Elle est là, je la retrouve ce matin, dans le grand lit, entre Judith et moi. Elle me fait un sourire. Bien à elle. Les autres ne s’en rendent pas compte, ils ne la voient pas. Mais moi, je la regarde et je sais que c'est son sourire... Elle est maigre, visage rétracté. Dans un rictus osseux, quand elle rit, la mâchoire inférieure avance un peu. Vais-je lui répondre ou bien tenter de l'ignorer ? Elle porte un ample vêtement vert-de-gris. Tout à fait dans son allure. Comme je suis occupé avec elle, encore entre sommeil et veille, c'est Judith qui va préparer le petit déjeuner. Lorsque je la revois dès le matin, mon autre compagne, et ce n'est pas rare, je remarque qu'elle a vraiment petite mine. Ses traits sont réguliers, mais, ce teint un peu jaunâtre, cette peau, par plaques, rongée par l'eczéma, taches roses circonscrites par un petit liseré blanc...

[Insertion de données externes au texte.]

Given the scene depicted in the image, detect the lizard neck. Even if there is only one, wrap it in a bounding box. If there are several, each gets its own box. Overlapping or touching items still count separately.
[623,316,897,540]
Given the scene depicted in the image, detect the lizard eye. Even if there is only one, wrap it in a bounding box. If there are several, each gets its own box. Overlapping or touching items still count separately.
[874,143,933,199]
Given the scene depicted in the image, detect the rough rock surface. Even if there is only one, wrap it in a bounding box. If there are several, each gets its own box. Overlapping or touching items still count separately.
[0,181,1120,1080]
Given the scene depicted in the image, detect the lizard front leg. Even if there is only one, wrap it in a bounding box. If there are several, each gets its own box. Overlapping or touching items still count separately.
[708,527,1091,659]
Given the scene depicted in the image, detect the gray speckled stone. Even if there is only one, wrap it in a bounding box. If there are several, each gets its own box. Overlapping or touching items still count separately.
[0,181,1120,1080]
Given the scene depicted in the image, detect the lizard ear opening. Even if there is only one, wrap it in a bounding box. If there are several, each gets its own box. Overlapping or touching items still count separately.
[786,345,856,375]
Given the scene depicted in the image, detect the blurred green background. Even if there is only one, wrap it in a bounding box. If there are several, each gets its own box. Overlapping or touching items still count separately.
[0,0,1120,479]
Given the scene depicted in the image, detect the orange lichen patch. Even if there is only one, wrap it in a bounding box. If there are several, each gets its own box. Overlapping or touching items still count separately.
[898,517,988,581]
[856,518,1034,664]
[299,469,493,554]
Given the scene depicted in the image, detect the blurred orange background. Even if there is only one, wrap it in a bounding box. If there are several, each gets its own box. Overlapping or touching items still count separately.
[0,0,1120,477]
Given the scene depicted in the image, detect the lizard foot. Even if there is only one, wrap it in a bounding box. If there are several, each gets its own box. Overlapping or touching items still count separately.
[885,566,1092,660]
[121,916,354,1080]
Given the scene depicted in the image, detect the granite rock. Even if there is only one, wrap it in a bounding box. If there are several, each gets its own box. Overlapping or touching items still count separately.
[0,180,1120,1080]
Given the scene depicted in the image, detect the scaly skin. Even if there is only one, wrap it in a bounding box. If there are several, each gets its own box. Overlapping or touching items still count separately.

En général, quand je me réveille, la première pensée qui me traverse, enfin... dire que c'est une pensée... C'est plutôt une sensation, un mouvement intérieur, lent et puissant. Ça part de mon ventre, douloureux, puisque je souffre d'un système digestif qui de tous temps s'est montré indocile, et ça s'amorce simultanément en trois points qu'avec l'habitude je parviens à localiser plus aisément : l'intestin, souvent ballonné par une ingestion abusive de café, l'estomac, barbouillé, comme on dit, et le foie, dont la manifestation est plus discrète, latente en quelque sorte. Je me dois de préciser que parfois le mouvement débute plus bas encore, au niveau des genoux ou même des chevilles, surtout lorsqu'il pleut : depuis quelques mois des soupçons de rhumatisme m'inquiètent. Cette lente remontée se poursuit, jusqu'à l'appareil respiratoire. Les poumons et la trachée artère semblent encombrés. J'ai un peu envie de tousser pour en dégager le passage. Mais une toux énergique remplit le cerveau de brouillard. Alors je m'abstiens.
2.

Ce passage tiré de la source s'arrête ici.